As preocupações do governo brasileiro com a
questão de compras governamentais estão presentes indiretamente, sem a
necessidade de reabrir o acordo, pois, caso se deseje alterar as amplas
exceções nele incluídas, o anexo ao acordo, onde se registram as ofertas
nacionais, poderá ser modificado em razão das grandes transformações por que
passa o mundo e do novo papel do Estado no comércio e no investimento global.

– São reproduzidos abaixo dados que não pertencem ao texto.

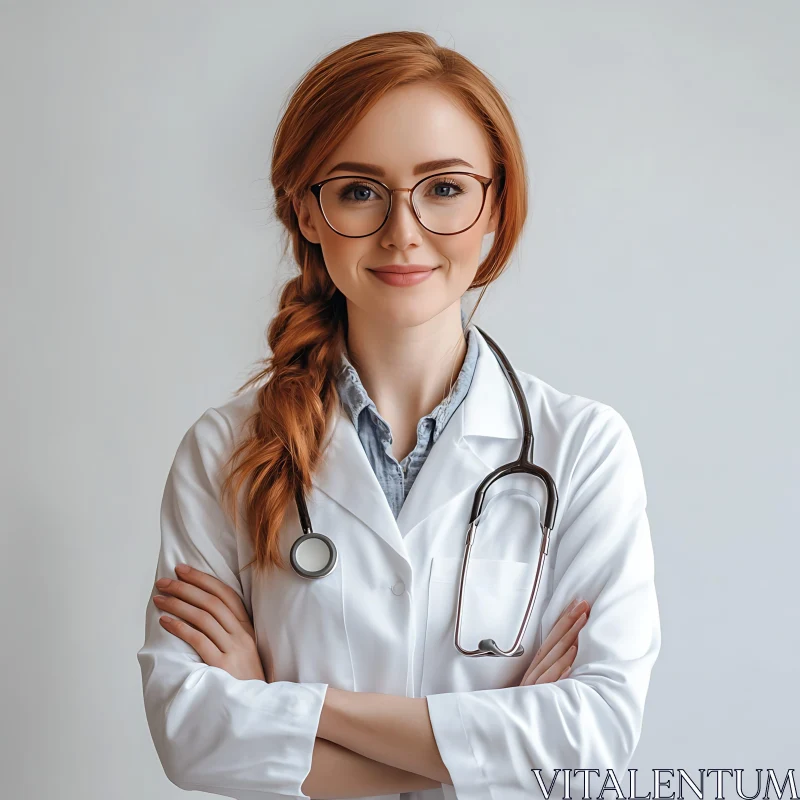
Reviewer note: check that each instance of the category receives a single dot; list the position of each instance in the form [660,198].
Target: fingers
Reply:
[201,619]
[561,646]
[218,588]
[210,594]
[196,639]
[565,629]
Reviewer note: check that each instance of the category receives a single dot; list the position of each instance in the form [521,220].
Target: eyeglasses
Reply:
[355,206]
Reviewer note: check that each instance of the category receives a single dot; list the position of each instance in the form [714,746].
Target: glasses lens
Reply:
[447,203]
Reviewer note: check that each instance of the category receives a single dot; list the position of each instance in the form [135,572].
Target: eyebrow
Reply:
[425,166]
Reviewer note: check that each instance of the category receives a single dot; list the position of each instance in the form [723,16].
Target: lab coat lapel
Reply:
[484,432]
[347,477]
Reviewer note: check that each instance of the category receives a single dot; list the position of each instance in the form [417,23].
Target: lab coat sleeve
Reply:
[490,740]
[246,739]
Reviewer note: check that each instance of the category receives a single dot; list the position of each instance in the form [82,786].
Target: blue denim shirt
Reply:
[397,477]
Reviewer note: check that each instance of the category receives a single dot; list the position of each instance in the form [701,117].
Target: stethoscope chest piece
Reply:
[313,555]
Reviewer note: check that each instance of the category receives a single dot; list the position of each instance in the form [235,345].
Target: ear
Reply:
[305,219]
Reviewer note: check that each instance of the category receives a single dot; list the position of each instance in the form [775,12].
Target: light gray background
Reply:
[140,268]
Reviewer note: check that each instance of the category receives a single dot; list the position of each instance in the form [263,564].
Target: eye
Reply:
[448,183]
[360,189]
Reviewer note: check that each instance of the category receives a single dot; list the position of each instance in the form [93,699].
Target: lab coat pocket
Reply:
[300,627]
[496,594]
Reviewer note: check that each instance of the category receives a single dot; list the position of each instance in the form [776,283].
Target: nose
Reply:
[402,228]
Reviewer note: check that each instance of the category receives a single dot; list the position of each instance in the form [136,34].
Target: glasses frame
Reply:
[316,189]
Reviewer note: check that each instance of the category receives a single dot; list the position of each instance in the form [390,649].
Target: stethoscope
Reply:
[314,555]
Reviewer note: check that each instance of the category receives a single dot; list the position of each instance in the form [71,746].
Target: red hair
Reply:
[283,437]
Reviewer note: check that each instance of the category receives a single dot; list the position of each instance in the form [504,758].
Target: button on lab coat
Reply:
[383,620]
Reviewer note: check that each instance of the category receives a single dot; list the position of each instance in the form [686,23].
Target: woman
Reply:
[385,411]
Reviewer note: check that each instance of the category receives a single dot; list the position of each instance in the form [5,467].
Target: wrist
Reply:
[327,717]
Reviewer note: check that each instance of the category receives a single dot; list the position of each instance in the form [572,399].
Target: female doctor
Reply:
[381,416]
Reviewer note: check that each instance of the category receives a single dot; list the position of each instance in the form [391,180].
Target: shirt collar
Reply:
[355,398]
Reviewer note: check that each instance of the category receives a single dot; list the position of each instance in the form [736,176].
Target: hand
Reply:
[223,634]
[553,660]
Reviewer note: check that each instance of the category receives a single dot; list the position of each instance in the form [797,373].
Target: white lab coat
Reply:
[383,620]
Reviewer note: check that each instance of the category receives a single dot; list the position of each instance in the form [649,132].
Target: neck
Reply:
[407,371]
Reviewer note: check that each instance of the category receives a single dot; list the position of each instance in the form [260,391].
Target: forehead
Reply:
[411,125]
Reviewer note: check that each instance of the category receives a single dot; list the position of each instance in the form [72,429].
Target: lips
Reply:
[403,274]
[402,269]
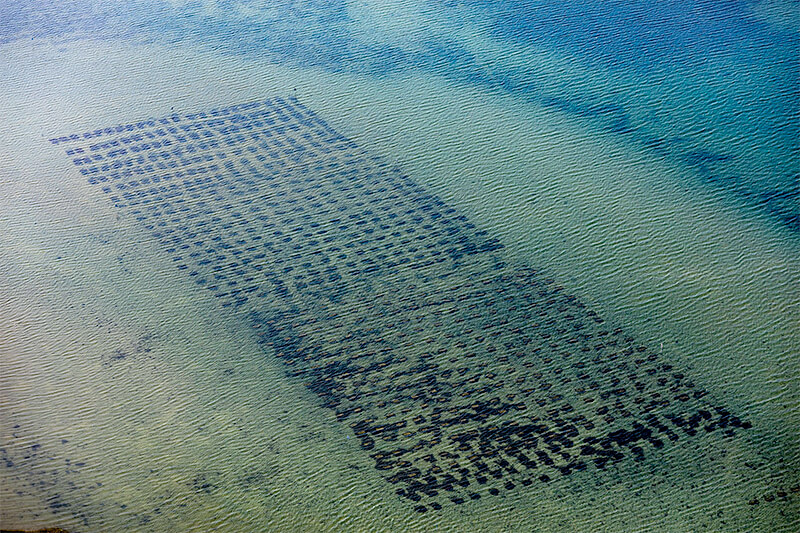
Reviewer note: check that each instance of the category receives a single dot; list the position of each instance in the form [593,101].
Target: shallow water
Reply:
[505,269]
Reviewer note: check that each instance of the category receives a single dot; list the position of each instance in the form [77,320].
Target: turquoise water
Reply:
[381,266]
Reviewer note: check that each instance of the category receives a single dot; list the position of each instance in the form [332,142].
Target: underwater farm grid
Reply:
[463,376]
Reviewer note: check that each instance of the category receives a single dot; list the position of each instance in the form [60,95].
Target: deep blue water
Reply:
[636,38]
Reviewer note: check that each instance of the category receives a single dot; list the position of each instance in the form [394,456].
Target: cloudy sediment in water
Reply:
[378,266]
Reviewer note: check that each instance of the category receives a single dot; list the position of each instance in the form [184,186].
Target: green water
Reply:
[132,397]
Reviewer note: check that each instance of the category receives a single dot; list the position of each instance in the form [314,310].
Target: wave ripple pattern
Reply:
[461,375]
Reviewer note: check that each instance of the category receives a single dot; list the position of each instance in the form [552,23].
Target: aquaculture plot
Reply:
[461,376]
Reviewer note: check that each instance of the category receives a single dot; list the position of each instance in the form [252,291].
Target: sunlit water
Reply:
[642,161]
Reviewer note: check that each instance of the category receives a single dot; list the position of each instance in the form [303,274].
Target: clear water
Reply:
[641,159]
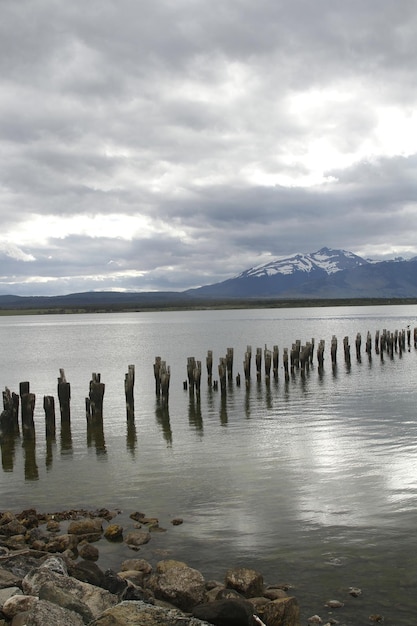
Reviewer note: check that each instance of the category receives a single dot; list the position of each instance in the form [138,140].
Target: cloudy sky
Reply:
[165,144]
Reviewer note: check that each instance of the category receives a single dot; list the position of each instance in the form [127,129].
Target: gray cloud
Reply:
[161,145]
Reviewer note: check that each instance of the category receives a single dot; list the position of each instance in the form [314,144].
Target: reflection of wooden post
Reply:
[64,396]
[129,385]
[49,408]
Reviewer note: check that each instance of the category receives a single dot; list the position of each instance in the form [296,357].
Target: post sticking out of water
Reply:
[50,424]
[94,402]
[64,396]
[129,385]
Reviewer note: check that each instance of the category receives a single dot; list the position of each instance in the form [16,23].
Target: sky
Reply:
[159,145]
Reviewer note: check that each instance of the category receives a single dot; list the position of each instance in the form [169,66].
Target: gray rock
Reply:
[140,614]
[246,581]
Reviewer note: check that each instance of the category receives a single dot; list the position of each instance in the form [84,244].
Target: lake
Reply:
[312,481]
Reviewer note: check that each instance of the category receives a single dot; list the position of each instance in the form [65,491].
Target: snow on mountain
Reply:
[324,260]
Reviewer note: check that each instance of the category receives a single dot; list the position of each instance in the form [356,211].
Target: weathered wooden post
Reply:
[247,363]
[9,419]
[27,401]
[209,365]
[222,374]
[95,397]
[229,363]
[258,361]
[275,361]
[346,348]
[165,380]
[320,353]
[157,374]
[333,349]
[268,363]
[285,361]
[130,399]
[358,344]
[49,408]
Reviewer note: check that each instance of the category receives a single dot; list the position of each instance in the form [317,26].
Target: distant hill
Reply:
[323,275]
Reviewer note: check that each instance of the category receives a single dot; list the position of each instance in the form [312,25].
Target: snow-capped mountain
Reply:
[289,277]
[326,259]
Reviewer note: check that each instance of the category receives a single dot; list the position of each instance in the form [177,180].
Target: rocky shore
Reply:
[51,577]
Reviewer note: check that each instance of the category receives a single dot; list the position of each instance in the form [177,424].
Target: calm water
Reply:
[313,482]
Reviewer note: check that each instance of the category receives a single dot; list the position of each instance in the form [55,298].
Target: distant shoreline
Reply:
[201,305]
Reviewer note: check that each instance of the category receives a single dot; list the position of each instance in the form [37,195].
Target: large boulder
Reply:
[96,598]
[228,612]
[134,613]
[178,584]
[246,581]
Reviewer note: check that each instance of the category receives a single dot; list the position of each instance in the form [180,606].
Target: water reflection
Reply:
[162,418]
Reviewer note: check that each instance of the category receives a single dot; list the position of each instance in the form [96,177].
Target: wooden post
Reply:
[258,361]
[229,363]
[95,396]
[64,396]
[209,365]
[129,386]
[275,361]
[285,361]
[268,363]
[346,348]
[333,349]
[49,408]
[157,374]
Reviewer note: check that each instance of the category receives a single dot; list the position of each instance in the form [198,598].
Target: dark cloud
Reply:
[160,145]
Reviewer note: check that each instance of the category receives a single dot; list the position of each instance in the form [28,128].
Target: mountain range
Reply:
[327,274]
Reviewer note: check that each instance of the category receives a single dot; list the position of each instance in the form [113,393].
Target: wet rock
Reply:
[114,532]
[282,612]
[177,583]
[44,612]
[142,614]
[246,581]
[137,538]
[227,612]
[86,527]
[17,604]
[51,593]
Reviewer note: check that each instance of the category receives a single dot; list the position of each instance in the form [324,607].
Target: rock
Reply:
[136,613]
[44,612]
[18,603]
[282,612]
[137,538]
[177,583]
[228,612]
[96,598]
[246,581]
[87,551]
[86,527]
[7,593]
[8,579]
[87,572]
[114,532]
[139,565]
[50,592]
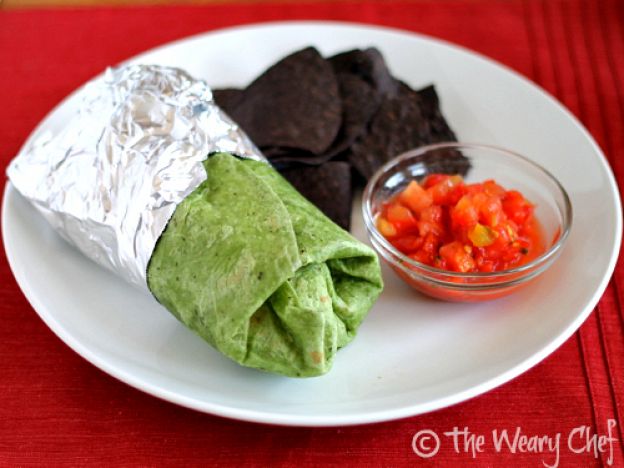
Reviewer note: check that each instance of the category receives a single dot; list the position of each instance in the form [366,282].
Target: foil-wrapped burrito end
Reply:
[153,181]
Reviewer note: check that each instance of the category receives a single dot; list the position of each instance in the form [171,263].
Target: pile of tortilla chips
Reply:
[327,124]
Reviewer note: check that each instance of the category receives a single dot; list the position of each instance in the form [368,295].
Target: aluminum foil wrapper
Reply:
[110,180]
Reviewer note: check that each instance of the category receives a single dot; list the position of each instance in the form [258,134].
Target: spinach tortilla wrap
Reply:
[223,242]
[260,273]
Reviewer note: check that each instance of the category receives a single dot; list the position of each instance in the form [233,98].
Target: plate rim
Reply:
[308,420]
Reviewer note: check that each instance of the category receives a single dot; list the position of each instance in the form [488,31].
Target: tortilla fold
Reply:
[260,273]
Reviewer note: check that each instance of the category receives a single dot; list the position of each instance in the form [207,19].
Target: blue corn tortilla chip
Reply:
[295,104]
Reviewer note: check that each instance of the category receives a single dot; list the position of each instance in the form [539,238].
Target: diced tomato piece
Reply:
[402,218]
[490,211]
[453,226]
[516,207]
[464,214]
[457,257]
[386,228]
[422,257]
[415,197]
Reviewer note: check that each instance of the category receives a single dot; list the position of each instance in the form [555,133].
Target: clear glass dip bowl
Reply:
[511,170]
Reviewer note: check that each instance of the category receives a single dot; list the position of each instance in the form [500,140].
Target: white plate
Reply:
[412,354]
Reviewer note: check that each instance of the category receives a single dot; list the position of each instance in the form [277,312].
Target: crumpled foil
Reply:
[110,180]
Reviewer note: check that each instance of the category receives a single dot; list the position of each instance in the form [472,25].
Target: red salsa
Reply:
[445,223]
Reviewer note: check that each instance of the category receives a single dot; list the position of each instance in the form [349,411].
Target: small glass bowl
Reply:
[511,170]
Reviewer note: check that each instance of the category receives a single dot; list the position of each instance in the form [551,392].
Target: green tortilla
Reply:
[260,273]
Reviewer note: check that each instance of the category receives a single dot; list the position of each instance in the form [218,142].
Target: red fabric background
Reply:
[56,408]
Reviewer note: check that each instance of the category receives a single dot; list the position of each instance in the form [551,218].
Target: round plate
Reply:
[412,354]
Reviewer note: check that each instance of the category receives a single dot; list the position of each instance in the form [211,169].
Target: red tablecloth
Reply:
[55,407]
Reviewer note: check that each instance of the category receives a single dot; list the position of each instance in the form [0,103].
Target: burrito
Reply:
[153,181]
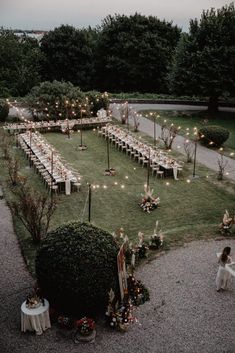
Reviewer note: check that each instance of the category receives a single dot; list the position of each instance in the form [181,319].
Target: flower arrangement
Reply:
[33,301]
[85,326]
[148,202]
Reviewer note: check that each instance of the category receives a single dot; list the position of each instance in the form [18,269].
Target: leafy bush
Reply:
[76,266]
[97,101]
[213,135]
[55,100]
[4,110]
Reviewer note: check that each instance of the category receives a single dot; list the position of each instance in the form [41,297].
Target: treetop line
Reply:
[154,57]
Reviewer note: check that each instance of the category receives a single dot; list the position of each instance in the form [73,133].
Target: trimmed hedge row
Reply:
[4,110]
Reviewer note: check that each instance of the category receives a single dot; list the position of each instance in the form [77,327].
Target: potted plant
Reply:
[85,330]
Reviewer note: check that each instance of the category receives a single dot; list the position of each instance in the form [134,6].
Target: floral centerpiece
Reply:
[148,202]
[156,239]
[85,326]
[85,330]
[33,301]
[121,317]
[65,322]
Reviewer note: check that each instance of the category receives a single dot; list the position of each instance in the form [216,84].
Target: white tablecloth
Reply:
[37,319]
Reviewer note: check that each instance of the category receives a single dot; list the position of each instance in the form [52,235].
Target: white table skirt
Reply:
[37,319]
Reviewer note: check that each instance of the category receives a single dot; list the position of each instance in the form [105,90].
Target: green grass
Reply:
[189,120]
[187,210]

Esperase que resistências pontuais do Uruguai e da Argentina possam ser
superadas.
A janela de oportunidade para a conclusão e a
assinatura do acordo está se fechando rapidamente. A análise pela UE da
resposta do Mercosul, em vista da não aceitação dos termos do Protocolo
Adicional, deveria ser rápida, como foi a do Mercosul. Se até o fim de outubro
não houver a decisão dos dois lados para assinar o acordo, dificilmente o
desfecho dos entendimentos acontecerá. Eleições na Argentina, na França e a
mudança da direção do Conselho Europeu poderão dificultar o entendimento
definitivo.
A conclusão do acordo ainda este ano, sem a
reabertura das negociações, seria importante para enfrentar os desafios que as
transformações geopolíticas estão colocando para todos os países. Em tempos de
ajustes da globalização, acordos regionais passaram a substituir os acordos
bilaterais. O acordo com o segundo mercado para o Brasil, formando um mercado
de mais de 800 milhões de pessoas, manda uma mensagem poderosa à comunidade
internacional quanto à colaboração ampliada entre duas regiões que defendem os
mesmos valores e interesses, além de sinalizar o fim do isolamento do Mercosul,
que em 30 anos assinou apenas três acordos de livre-comércio (Egito, Israel e,
mais recentemente, Cingapura).
No caso do Brasil, a assinatura do acordo
reforçaria a projeção externa do País e fortaleceria a política de
independência e equidistância numa das questões geopolíticas que dividem hoje o
mundo: as tensões entre os EUA e a China. No caso da União Europeia, ampliaria
as áreas de contato com uma região líder em segurança alimentar, energia limpa
e que passou a priorizar o meio ambiente.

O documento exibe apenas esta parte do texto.